# Match missing by validated CAS numbers

Validate and then use CAS numbers for matching where possible.

In [1]:
import pandas as pd
from pathlib import Path
import numpy as np
from numbers import Number
from notebook_utils import *

In [2]:
unmatched_data_dir = (Path.cwd().parent / "Mapping" / "Output" / "Unmatched").resolve()
output_dir = (Path.cwd().parent / "Contribute").resolve()

Read input dataframes

In [3]:
sp = pd.read_csv(unmatched_data_dir / 'SimaProv9.4.csv')

In [4]:
ei = pd.read_csv(unmatched_data_dir / 'ecoinventEFv3.7.csv')

## Validating CAS numbers

Just because we have them doesn't make them correct.

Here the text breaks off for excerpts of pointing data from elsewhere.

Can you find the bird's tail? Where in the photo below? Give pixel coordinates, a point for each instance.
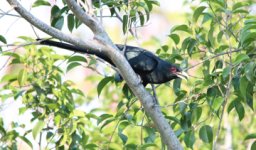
(74, 48)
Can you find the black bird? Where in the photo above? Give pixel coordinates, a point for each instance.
(149, 67)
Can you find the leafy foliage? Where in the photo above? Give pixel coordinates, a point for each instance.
(217, 42)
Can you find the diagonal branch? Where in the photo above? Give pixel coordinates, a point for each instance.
(89, 44)
(103, 42)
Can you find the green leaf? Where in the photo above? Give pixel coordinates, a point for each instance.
(207, 17)
(103, 117)
(38, 128)
(71, 22)
(198, 12)
(78, 113)
(41, 3)
(239, 109)
(23, 138)
(217, 103)
(175, 38)
(239, 5)
(58, 22)
(189, 139)
(103, 83)
(141, 16)
(250, 136)
(243, 86)
(91, 146)
(72, 65)
(253, 147)
(240, 58)
(147, 145)
(22, 77)
(22, 110)
(123, 137)
(219, 36)
(176, 85)
(206, 134)
(125, 23)
(191, 46)
(77, 58)
(2, 39)
(247, 37)
(249, 69)
(226, 72)
(183, 27)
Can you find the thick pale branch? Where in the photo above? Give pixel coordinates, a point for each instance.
(89, 44)
(147, 100)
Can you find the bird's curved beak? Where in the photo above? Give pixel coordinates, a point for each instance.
(182, 75)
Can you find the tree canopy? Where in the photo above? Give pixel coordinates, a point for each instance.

Based on code from [happy_family](https://github.com/Depart-de-Sentier/happy_family/blob/main/Elementary%20flow%20lists/Generate%20elementary%20flow%20lists.ipynb).

In [5]:
def validate_cas(s):
    ERROR = "CAS Check Digit error: CAS '{}' has check digit of {}, but it should be {}"
    
    if isinstance(s, str):
        s = s.strip()
    if not s:
        return None
    elif isinstance(s, Number) and np.isnan(s):
        return None
    
    total = sum((a + 1) * int(b) for a, b in zip(range(9), s.replace("-", "")[-2::-1]))
    if not total % 10 == int(s[-1]):
        print("CAS not valid: {} ({})".format(s, ERROR.format(s, s[-1], total % 10)))
        return None
    return no_padding_cas(s)
                

def check_cas(s):
    if not s:
        return None
    assert s.count("-") == 2
    check_digit(s)
    return True


def zero_pad_cas(s):
    if not s:
        return s
    zeros = "0" * (12- len(s))
    return zeros + s
    
    
def no_padding_cas(s):
    if not s:
        return s
    return s.lstrip("0")

In [6]:
ei["Valid CAS"] = ei["CASNo"].apply(validate_cas)
ei = ei[ei["Valid CAS"].notnull()]

In [7]:
sp["Valid CAS"] = sp["CAS No"].apply(validate_cas)
sp = sp[sp["Valid CAS"].notnull()]

Need to do the three main base contexts separately

In [8]:
for c in ("air", "water", "soil"):
    sp_filtered = expand_simapro_context(sp, c)
    sp_filtered = add_ecoinvent_context_column(sp_filtered, label="EcoinventContext", kind=c)
    df = sp_filtered.merge(ei, how="inner", left_on=["Valid CAS", "EcoinventContext"], right_on=["Valid CAS", "Context"])
    finish_notebook(
        df=df, 
        author="Chris Mutel",
        notebook_name="Match missing by validated CAS numbers",
        filename=f'validated-cas-in-{c}'
    )